O novo perfume de Madonna ostenta o nome do seu "anti-documentário" de 1991, Truth or Dare (entre nós: Na Cama com Madonna), realizado por Alek Keshishian. A sua promoção parte de um trabalho fotográfico de Mert Alas e Marcus Piggott e explora um velho dispositivo de glamour: a estrela que se duplica e, de algum modo, contempla na sua própria imagem no espelho.
Assim, é verdade que esse jogo de espelho(s) faz parte de muitas formas correntes de tratamento da star, em particular no domínio publicitário. Com uma essencial componente de narcisismo, perversamente partilhado com o espectador/consumidor: a estrela é aquela (ou aquele) que se envolve na fruição da sua própria imagem.
Mas não é menos verdade que, não poucas vezes, no imaginário contemporâneo da celebridade (veja-se o filme Celebrity, de Woody Allen, recentemente lançado entre nós, em DVD), a estrela parece viver tão só da produção da sua imagem, com ela se confundindo, porventura nela se esgotando. Exemplo recente: as fotografias de Megan Fox para uma campanha da Armani — belas e estranhas imagens: a figura satisfaz-se num regime de casta autocontemplação, já não há lugar para o vai-vém sensual entre o corpo e o reflexo, o espelho confunde-se com a imagem.
A fotografia de Madonna, por Mert & Marcus, pertence a um universo primitivo do glamour (resta saber se sem este primitivismo ainda há glamour?).
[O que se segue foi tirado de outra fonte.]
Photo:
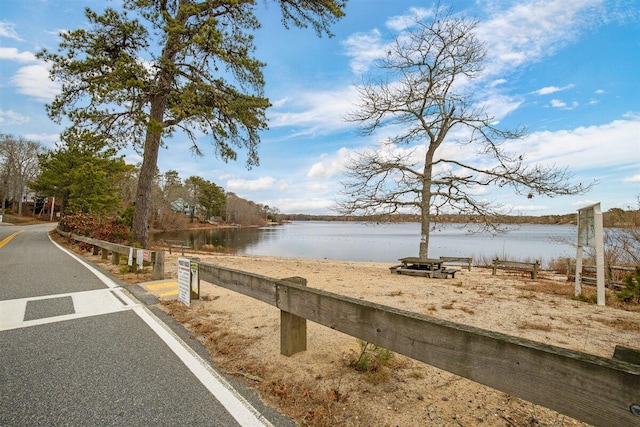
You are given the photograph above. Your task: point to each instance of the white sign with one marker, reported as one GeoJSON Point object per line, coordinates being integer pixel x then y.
{"type": "Point", "coordinates": [590, 234]}
{"type": "Point", "coordinates": [184, 281]}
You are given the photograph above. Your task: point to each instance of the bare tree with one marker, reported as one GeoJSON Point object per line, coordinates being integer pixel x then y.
{"type": "Point", "coordinates": [18, 167]}
{"type": "Point", "coordinates": [424, 95]}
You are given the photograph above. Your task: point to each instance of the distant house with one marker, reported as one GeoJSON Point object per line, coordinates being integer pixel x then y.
{"type": "Point", "coordinates": [180, 205]}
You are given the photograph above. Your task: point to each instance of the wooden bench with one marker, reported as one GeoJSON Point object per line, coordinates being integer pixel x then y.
{"type": "Point", "coordinates": [445, 272]}
{"type": "Point", "coordinates": [461, 261]}
{"type": "Point", "coordinates": [531, 267]}
{"type": "Point", "coordinates": [442, 273]}
{"type": "Point", "coordinates": [179, 244]}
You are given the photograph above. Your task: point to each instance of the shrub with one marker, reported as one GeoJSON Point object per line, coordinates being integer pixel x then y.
{"type": "Point", "coordinates": [371, 357]}
{"type": "Point", "coordinates": [111, 229]}
{"type": "Point", "coordinates": [631, 291]}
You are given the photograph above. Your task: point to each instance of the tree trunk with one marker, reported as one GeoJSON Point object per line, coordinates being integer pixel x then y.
{"type": "Point", "coordinates": [152, 142]}
{"type": "Point", "coordinates": [425, 203]}
{"type": "Point", "coordinates": [147, 173]}
{"type": "Point", "coordinates": [425, 220]}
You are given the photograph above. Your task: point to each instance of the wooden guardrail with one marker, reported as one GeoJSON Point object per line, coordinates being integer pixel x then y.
{"type": "Point", "coordinates": [156, 258]}
{"type": "Point", "coordinates": [589, 388]}
{"type": "Point", "coordinates": [532, 267]}
{"type": "Point", "coordinates": [461, 261]}
{"type": "Point", "coordinates": [613, 274]}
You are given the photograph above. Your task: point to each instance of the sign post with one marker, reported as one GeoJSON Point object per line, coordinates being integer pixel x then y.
{"type": "Point", "coordinates": [188, 280]}
{"type": "Point", "coordinates": [184, 281]}
{"type": "Point", "coordinates": [590, 234]}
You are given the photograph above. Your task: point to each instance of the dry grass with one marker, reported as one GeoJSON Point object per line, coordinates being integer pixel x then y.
{"type": "Point", "coordinates": [525, 324]}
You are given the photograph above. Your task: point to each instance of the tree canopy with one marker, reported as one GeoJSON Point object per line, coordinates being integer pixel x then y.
{"type": "Point", "coordinates": [423, 92]}
{"type": "Point", "coordinates": [175, 66]}
{"type": "Point", "coordinates": [81, 173]}
{"type": "Point", "coordinates": [18, 167]}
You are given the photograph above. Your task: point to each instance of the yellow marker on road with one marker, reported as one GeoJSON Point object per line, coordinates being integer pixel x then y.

As suas raízes estão menos no universo publicitário e mais no sistema figurativo clássico do cinema e dos seus intérpretes (que é também, obviamente, o sistema figurativo do cinema clássico). Tal como outras estrelas que aqui se recordam [fotos em baixo], Madonna oferece-se — dissimula-se e escapa-se — através da coexistência lúdica, algo incestuosa, com a sua própria imagem, por assim dizer desafiando o espelho a devolver-lhe uma verdade que ela ainda não tenha dito.
Com um detalhe que lhe confere uma aguda consciência crítica do classicismo: não há simetria entre o corpo e a sua imagem (repare-se, em particular, na diferença dos olhos).
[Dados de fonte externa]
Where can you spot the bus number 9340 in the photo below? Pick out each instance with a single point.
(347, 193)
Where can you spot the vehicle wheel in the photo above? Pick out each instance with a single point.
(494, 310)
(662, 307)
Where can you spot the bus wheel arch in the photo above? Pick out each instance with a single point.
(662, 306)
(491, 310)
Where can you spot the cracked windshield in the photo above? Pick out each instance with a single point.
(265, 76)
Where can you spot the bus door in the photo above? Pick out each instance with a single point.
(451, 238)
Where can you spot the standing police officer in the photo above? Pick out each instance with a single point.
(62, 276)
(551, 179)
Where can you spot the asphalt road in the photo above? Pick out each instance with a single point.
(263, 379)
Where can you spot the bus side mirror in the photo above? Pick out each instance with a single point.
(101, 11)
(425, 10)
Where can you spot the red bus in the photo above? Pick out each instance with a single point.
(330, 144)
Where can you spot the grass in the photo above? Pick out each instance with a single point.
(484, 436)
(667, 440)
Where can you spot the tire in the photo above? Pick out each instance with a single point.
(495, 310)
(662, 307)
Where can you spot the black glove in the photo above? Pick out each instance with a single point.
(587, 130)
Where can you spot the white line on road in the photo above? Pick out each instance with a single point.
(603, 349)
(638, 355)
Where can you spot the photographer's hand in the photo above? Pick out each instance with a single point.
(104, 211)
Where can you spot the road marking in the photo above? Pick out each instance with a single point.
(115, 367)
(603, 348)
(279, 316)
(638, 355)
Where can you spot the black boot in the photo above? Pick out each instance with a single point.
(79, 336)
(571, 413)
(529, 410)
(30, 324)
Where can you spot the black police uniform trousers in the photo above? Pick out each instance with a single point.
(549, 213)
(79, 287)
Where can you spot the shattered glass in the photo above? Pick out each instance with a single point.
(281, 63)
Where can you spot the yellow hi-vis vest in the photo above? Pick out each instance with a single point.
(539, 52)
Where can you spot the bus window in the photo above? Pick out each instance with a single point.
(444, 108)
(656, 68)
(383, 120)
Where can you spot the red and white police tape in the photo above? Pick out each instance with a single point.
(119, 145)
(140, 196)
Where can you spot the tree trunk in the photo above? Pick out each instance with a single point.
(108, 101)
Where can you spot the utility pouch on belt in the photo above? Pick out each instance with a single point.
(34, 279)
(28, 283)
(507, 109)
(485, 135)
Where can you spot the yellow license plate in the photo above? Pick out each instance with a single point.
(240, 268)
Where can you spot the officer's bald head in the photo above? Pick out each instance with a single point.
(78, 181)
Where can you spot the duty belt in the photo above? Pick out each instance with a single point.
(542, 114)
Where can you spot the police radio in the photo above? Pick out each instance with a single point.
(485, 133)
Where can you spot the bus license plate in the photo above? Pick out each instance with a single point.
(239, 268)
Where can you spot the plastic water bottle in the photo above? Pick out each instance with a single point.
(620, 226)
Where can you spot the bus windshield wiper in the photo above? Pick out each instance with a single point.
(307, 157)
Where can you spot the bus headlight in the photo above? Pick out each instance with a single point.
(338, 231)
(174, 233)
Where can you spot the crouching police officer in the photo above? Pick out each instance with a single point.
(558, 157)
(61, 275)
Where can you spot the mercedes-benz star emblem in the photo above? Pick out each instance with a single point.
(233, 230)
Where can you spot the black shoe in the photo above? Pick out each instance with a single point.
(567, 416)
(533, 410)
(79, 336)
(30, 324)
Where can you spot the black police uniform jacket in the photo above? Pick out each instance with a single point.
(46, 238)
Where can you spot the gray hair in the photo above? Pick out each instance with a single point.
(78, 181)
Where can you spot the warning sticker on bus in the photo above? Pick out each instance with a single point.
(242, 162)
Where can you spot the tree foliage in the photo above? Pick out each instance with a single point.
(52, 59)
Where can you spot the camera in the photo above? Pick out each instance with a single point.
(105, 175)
Com um detalhe que lhe confere uma aguda consciência crítica do classicismo: não há simetria entre o corpo e a sua imagem (repare-se, em particular, na diferença dos olhos).
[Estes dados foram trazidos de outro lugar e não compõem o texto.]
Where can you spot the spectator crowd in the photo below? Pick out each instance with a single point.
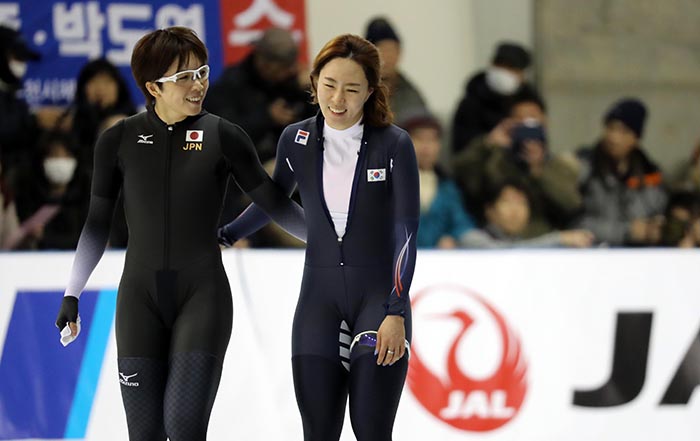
(499, 185)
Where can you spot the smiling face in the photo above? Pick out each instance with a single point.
(342, 92)
(176, 101)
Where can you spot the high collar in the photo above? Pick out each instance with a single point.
(320, 120)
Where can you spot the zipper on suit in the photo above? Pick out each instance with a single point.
(166, 195)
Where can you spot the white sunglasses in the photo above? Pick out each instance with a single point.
(187, 77)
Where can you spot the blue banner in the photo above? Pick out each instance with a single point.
(70, 33)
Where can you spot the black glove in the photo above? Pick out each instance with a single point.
(223, 238)
(68, 312)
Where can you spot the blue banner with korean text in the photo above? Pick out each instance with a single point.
(70, 33)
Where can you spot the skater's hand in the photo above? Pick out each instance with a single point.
(68, 314)
(391, 338)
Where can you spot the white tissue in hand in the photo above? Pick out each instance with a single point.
(66, 338)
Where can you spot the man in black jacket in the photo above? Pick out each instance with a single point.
(489, 93)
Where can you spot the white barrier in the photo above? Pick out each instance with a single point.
(558, 313)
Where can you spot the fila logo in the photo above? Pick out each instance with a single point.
(376, 174)
(145, 139)
(125, 380)
(193, 140)
(302, 137)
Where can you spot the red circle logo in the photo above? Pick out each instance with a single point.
(466, 367)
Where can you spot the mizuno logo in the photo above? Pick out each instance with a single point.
(145, 139)
(125, 380)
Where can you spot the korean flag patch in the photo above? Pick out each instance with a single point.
(194, 136)
(301, 137)
(376, 174)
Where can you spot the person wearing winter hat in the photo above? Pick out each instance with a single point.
(489, 94)
(623, 192)
(18, 126)
(404, 97)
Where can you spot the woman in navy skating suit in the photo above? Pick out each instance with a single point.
(358, 181)
(174, 312)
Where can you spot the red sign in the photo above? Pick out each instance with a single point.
(244, 21)
(458, 399)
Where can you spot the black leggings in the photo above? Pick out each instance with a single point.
(172, 331)
(322, 389)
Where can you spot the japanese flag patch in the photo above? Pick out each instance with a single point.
(376, 174)
(301, 137)
(194, 136)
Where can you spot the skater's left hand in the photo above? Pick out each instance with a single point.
(391, 338)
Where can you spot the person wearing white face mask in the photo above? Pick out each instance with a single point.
(488, 95)
(52, 183)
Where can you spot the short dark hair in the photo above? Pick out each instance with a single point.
(155, 52)
(512, 55)
(493, 189)
(376, 110)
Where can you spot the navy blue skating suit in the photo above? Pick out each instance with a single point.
(174, 308)
(351, 283)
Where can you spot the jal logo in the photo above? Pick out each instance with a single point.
(467, 367)
(193, 140)
(302, 137)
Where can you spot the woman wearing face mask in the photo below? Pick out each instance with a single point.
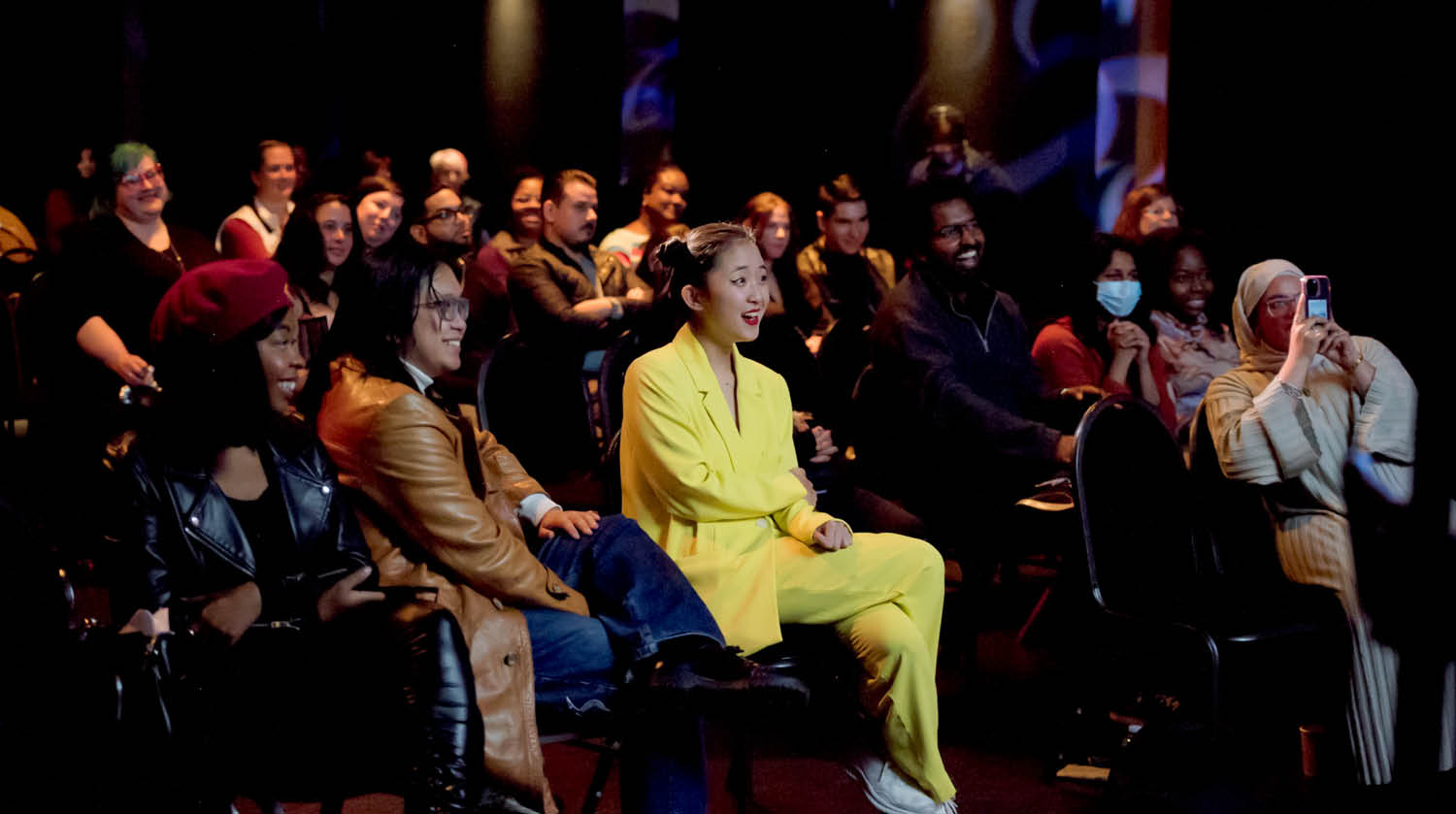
(1304, 393)
(255, 229)
(1101, 342)
(1179, 288)
(316, 250)
(710, 472)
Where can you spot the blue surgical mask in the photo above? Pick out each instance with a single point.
(1118, 296)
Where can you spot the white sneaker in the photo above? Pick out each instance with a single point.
(888, 791)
Quer isto dizer que, no limite, também não há distinção entre a materialidade do corpo e a imaterialidade da imagem. Como nos muitos telediscos em que se duplica (Material Girl, Papa Don't Preach, Bad Girl, etc., etc., etc.), Madonna leva-nos a reconhecer que não sabemos se estamos ao lado da pessoa ou do lado da imagem — em termos artísticos, é um princípio erótico; no plano específico da imagem, uma ética do olhar.